Business Branding 101 | Small Business Branding Checklist: 5 Tips For Success
Business Branding 101 | So, you’ve decided to launch a business? Great! You’re not the only one, though: over six million businesses are started each year, making it vitally important that your business stands out in the crowd. What sets your company apart from every other company in your industry? It’s the brand – and building a successful business starts with this key factor. In the startup phase, however, you may not always have the budget to put aside for branding, and for many, it’s an afterthought, which is a bad way of looking at your company.
Think branding is only for large international corporations? Think again. No matter how innovative your small business service or product is, you have to make potential clients aware of it before you can turn it into a success. One of the most important elements of your small business marketing is having a consistent brand – from logos and business cards, to your website and email messages.
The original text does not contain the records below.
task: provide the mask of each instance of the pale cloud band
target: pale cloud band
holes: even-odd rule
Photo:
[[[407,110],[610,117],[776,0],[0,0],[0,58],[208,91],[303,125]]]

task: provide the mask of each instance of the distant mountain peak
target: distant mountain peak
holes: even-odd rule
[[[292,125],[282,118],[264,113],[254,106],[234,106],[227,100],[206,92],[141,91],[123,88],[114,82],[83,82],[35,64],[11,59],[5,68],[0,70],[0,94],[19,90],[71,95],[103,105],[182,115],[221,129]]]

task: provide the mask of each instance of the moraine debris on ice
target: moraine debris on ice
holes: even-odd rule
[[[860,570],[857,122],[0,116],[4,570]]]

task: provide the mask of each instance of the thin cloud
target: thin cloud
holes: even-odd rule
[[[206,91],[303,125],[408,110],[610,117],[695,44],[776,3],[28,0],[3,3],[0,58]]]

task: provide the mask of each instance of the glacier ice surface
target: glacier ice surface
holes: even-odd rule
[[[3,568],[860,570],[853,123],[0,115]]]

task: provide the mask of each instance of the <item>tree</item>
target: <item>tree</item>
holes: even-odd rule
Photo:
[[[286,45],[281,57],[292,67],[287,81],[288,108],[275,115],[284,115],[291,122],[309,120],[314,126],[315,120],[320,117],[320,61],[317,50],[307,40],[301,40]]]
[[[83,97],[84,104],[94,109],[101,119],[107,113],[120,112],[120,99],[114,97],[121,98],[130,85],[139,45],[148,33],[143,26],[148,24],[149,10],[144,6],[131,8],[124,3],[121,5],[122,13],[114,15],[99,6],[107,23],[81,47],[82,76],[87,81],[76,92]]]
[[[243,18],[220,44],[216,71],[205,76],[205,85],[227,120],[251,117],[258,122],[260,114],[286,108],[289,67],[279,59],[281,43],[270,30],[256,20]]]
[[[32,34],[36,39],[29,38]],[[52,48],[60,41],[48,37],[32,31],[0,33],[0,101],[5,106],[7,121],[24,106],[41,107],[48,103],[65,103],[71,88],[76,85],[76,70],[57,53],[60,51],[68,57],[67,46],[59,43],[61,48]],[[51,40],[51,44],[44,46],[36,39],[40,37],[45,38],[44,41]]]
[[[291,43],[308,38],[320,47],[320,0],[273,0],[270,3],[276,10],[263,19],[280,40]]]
It’s how your current and potential clients quickly identify you against competitors. Here are some guidelines for building a strong brand that positions your small business clearly and effectively in the marketplace, and helps attract repeat business and referrals.
Define Your Brand | Business Branding 101
Defining your brand is like a journey of business self-discovery. It can be difficult, time-consuming and uncomfortable. However, your efforts to brand your small business won’t get far if they’re not authentic. Don’t try to cast your brand as luxury if you target price-sensitive clients. Avoid being too “fun” if your ideal client tends to be more serious. Do your research. Learn the needs, habits and desires of your current and potential clients. And don’t rely on what you think they think. Know what they think.
Design A Unique Logo | Business Branding 101
It’s hard to argue against the importance of a logo. It’s often what clients first identify with in a brand. The logo can make or break a business, and while it is often the first element seen, it can also be the last thing remembered. As you think about your logo, keep your target audience and products or services in mind because you want your logo to convey your brand and appeal to your audience. A great logo builds trust and will help to pull your brand together.
Find Your Voice | Business Branding 101
What you say is important, but don’t underestimate the way you say it. Your company’s voice is the language and personality you and your employees will use to deliver your branding message and reach your target audience. Your marketing materials, both online and print, should all have the same message, and should be created with the same voice that you use for all other communications. This includes your website, blog, social networking campaigns and correspondence. Is your brand friendly? Be conversational. Is it ritzy? Be more formal. With so many social media outlets and a variety of voices being projected and heard in real time, being able to be heard has never been more crucial.
Keep Your Messaging And Visual Identity Consistent | Business Branding 101
Make sure that once you have agreed which branding you will be using that you use it across all your marketing channels. Why should you care about brand consistency? You should care because brand consistency leads to familiarity, and familiarity leads to trust. Design templates and define brand standards for your marketing materials. Use the same color scheme, logo placement, look and feel throughout. From business cards and logo to email newsletters and brick-and-mortar signage, all of your printed communications and sales materials should look, feel and sound like they come from the same source.
Be True To Your Brand | Business Branding 101
Although this is common sense, you’d be surprised how many small businesses ruin relationships with their clients by failing to keep their promises. The money is in your relationships. People refer those they can vouch for, those who they know, like, trust and know will go the extra mile. Clients won’t return to you, or refer you to their friends and family if you don’t deliver on your brand promise. Some companies stop focusing on building great products and services when they become successful. This is a mistake. Even the strongest brand will suffer when it creates average or below average products or services.